随机算法 (Fall 2015)/Problem Set 3

Problem 1

Use the Chernoff bounds instead of Chebyshev's inequality in the analysis of the LazySelect Algorithm and try to use as few random samples as possible.

Problem 2

Let $\displaystyle X$ be a real-valued random variable with finite $\displaystyle \mathbb{E}[X]$ and finite $\displaystyle \mathbb{E}\left[\mathrm{e}^{\lambda X}\right]$ for all $\displaystyle \lambda\ge 0$ . We define the log-moment-generating function as

$\displaystyle \Psi_X(\lambda)=\ln\mathbb{E}[\mathrm{e}^{\lambda X}] \quad\text{ for all }\lambda\ge 0$ ,

and its dual function:

$\displaystyle \Psi_X^*(t)=\sup_{\lambda\ge 0}(\lambda t-\Psi_X(\lambda))$ .

Assume that $\displaystyle X$ is NOT almost surely constant. Then due to the convexity of $\displaystyle \mathrm{e}^{\lambda X}$ with respect to $\displaystyle \lambda$ , the function $\displaystyle \Psi_X(\lambda)$ is strictly convex over $\displaystyle \lambda\ge 0$ .
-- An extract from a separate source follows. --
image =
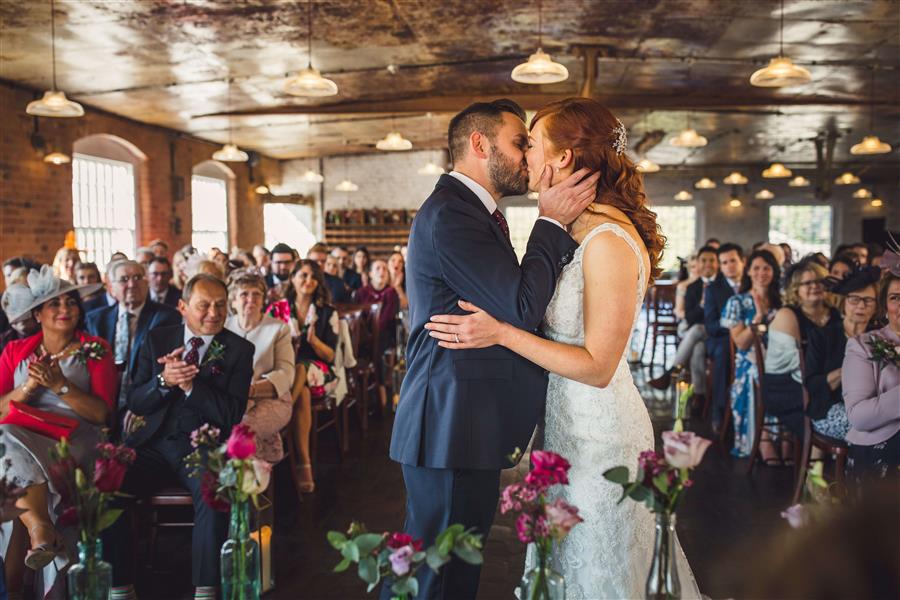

1. Prove the following Chernoff bound:
$\displaystyle \Pr[X\ge t]\le\exp(-\Psi_X^*(t))$ .
In particular if $\displaystyle \Psi_X(\lambda)$ is continuously differentiable, prove that the supreme in $\displaystyle \Psi_X^*(t)$ is achieved at the unique $\displaystyle \lambda\ge 0$ satisfying $\displaystyle \Psi_X'(\lambda)=t\,$ , where $\displaystyle \Psi_X'(\lambda)\,$ denotes the derivative of $\displaystyle \Psi_X(\lambda)\,$ with respect to $\displaystyle \lambda$ .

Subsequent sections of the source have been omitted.